Les deux ministres ont estimé qu'il fallait désormais lutter "contre l'optimisation fiscale des entreprises" multinationales, sujet d'une prochaine conférence à Brisbane (Australie).
L'accord trouvé mercredi est basé sur une norme internationale (CRS) conçue par l'Organisation de coopération et de développement économique (OCDE).
Les Etats-Unis --non signataires de cet accord-- avaient servi de déclencheur en 2010 en votant unilatéralement la loi Facta, qui oblige les banques étrangères à déclarer systématiquement au fisc américain les comptes et dépôts des clients américains.
Depuis, cinq pays européens, Allemagne et France en tête, ensuite appuyés par l'UE puis le G20, ont réclamé la généralisation de l'échange automatique d'informations sur la base des normes de l'OCDE.
"Pas la fin du secret bancaire"
"Plus il y a de pays qui s'engagent, plus il sera difficile pour les autres d'attirer des investissements", a expliqué Pascal Saint-Amans, patron de la lutte contre les paradis fiscaux à l'OCDE.
Certaines places financières restent toutefois "sources d'inquiétudes", reconnaît-il. Le Panama n'a par exemple toujours pas défini de date pour l'échange d'informations. Singapour ne fait pas partie du processus.
Les pays réfractaires feront l'objet d'une liste officielle de l'OCDE, susceptible de faire reculer certaines organisations internationales et fonds d'investissement exigeants.
L'accord signé à Berlin est "une première étape importante", mais ne "signe définitivement pas la fin du secret bancaire", estime cependant Andres Knobel du Tax Justice Network, un groupe de pression international.
La norme conçue par l'OCDE pour l'échange automatique comporte plusieurs "failles", selon un récent rapport de cette organisation.
Pour transmettre leurs informations en 2017, les banques collecteront leurs informations dès 2016, sur les comptes détenant plus de 250.000 dollars. Un délai qui permet aux fraudeurs de saucissonner leurs avoirs dans de multiples comptes sous cette limite, selon le rapport.

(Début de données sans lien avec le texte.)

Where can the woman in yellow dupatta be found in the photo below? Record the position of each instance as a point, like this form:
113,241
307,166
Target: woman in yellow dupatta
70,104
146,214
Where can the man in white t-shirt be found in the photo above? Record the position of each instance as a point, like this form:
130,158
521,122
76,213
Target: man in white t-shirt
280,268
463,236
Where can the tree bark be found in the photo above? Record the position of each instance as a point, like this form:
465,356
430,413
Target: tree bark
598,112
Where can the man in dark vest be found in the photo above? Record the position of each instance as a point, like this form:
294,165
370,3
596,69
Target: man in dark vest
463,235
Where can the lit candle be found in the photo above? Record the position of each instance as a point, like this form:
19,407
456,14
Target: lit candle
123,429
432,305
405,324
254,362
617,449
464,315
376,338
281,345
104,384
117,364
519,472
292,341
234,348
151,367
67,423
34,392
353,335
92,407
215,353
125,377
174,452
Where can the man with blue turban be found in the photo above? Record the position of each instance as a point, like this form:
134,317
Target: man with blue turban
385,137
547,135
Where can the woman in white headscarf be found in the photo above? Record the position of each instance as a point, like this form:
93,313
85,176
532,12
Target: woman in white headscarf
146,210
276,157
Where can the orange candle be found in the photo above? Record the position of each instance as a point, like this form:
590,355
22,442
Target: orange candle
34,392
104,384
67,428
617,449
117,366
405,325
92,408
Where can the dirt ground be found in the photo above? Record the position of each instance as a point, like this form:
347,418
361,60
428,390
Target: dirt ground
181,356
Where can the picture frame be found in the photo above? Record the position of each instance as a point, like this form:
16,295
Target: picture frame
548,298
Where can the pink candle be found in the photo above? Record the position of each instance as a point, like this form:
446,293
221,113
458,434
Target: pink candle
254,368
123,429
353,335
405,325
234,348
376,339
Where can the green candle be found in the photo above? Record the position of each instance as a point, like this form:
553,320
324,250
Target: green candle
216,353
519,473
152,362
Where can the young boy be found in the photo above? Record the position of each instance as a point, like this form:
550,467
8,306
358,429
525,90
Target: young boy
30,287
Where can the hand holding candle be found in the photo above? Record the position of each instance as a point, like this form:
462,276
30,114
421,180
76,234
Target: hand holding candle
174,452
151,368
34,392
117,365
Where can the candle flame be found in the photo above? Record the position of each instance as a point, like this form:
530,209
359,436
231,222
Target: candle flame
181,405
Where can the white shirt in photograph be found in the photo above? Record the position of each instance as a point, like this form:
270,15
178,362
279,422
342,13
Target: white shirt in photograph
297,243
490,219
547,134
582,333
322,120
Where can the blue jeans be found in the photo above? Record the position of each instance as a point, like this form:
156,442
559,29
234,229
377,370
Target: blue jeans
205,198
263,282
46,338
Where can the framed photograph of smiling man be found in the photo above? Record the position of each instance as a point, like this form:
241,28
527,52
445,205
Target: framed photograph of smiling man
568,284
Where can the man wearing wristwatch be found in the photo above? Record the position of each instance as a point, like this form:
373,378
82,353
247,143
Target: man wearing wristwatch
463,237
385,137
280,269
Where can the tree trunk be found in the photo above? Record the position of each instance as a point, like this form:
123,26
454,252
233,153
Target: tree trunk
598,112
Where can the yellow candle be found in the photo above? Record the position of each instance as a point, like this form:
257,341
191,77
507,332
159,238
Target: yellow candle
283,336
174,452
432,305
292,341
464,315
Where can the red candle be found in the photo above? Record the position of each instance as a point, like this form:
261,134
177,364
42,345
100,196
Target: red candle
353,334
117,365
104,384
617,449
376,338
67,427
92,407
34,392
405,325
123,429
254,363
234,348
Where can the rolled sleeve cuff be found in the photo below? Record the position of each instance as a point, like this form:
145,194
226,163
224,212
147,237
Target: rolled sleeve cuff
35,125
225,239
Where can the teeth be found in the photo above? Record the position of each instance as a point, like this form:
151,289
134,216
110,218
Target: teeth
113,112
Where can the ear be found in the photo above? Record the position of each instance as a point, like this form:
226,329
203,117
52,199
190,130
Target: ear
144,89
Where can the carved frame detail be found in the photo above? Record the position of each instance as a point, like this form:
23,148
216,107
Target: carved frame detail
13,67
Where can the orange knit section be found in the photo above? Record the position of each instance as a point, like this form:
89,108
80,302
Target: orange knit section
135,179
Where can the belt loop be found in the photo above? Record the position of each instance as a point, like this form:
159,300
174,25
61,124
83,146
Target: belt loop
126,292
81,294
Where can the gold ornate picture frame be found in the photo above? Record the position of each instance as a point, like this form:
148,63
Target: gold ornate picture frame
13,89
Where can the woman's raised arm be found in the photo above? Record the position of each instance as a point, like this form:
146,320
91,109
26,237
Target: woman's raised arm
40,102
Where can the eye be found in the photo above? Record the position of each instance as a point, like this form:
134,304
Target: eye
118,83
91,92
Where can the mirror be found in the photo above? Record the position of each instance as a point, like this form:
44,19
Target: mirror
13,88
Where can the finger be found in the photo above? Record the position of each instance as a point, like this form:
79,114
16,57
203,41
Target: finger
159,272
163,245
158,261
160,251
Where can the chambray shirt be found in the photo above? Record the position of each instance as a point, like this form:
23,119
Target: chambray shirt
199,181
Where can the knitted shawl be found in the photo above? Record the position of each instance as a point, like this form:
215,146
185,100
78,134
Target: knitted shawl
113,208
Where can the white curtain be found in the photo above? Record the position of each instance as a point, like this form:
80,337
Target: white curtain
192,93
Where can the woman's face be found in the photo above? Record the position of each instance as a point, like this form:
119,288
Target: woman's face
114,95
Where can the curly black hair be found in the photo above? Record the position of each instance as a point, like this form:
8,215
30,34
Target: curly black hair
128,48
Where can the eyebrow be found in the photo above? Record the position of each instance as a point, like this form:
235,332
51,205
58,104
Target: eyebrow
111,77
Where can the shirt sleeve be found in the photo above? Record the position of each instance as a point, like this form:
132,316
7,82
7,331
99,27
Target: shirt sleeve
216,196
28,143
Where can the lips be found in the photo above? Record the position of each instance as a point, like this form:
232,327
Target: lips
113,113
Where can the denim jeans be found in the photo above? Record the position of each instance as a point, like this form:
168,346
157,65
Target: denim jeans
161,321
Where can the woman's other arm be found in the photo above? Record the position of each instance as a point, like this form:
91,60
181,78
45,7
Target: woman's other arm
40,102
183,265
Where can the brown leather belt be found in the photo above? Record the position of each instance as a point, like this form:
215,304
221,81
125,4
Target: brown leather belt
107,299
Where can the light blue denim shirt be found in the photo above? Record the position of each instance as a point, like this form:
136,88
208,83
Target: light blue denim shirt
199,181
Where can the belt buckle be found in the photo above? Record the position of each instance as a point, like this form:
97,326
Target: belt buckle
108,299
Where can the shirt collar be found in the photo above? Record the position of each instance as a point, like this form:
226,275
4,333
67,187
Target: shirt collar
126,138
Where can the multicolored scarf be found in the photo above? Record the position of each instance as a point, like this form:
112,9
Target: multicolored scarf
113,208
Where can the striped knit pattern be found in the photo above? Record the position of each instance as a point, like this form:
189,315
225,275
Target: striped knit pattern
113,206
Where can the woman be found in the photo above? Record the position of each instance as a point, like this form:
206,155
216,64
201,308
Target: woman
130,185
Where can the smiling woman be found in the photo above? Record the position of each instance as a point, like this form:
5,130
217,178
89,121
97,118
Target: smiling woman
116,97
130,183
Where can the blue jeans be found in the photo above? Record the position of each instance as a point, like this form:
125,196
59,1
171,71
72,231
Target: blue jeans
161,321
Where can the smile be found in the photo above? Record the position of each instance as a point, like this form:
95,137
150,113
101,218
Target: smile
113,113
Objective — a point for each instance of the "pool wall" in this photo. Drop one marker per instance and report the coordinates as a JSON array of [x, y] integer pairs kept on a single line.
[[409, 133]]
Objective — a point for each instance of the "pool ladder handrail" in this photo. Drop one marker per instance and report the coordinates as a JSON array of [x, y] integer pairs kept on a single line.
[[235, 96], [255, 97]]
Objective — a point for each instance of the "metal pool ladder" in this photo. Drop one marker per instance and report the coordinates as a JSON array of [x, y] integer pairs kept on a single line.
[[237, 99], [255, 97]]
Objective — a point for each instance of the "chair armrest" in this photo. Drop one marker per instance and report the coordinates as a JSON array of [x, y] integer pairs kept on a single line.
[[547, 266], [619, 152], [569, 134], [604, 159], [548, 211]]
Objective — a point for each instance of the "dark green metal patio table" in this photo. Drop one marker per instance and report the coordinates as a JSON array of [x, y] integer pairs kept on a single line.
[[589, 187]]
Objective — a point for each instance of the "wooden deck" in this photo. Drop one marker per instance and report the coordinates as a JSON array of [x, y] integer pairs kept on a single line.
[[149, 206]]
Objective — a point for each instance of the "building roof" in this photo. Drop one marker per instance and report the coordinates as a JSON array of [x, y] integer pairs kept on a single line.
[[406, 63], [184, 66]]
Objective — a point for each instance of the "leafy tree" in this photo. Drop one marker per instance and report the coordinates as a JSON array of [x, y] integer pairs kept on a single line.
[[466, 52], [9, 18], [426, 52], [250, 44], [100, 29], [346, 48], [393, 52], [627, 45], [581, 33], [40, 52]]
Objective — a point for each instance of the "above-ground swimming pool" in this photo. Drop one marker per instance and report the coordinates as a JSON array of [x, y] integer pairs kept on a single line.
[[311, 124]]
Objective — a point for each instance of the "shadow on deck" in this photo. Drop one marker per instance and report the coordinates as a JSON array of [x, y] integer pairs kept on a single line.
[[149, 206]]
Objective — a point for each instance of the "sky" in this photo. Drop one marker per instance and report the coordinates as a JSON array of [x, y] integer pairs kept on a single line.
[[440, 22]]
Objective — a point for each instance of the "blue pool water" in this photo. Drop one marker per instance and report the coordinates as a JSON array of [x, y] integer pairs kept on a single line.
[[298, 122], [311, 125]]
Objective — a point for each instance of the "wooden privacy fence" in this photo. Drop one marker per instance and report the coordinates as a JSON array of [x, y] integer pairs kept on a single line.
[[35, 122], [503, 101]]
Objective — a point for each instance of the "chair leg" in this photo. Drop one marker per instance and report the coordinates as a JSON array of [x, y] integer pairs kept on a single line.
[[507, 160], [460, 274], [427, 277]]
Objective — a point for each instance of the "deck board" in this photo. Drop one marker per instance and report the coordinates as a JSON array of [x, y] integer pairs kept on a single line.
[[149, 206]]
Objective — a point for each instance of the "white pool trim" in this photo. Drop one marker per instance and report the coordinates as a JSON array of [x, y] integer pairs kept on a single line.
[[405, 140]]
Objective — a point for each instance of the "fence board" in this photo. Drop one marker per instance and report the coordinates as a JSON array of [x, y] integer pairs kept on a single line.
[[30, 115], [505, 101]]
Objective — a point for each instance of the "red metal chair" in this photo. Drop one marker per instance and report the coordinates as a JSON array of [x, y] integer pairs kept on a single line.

Malgré l'accord multilatéral, les pays seront toujours capables de choisir au cas par cas avec qui ils échangent automatiquement des informations.
La Suisse a déjà annoncé qu'elle ne livrerait ses informations qu'aux pays "considérés comme importants (...) pour l'industrie financière" helvétique. En d'autres termes, les éventuels dépôts de riches ressortissants des pays pauvres risquent de ne pas être communiqués.
Les fraudeurs pourront également toujours se cacher derrière des sociétés écrans ou des fondations. Car les banques ne seront tenues de dévoiler l'identité des bénéficiaires que pour des revenus issus d'investissements, excluant notamment les activités commerciales.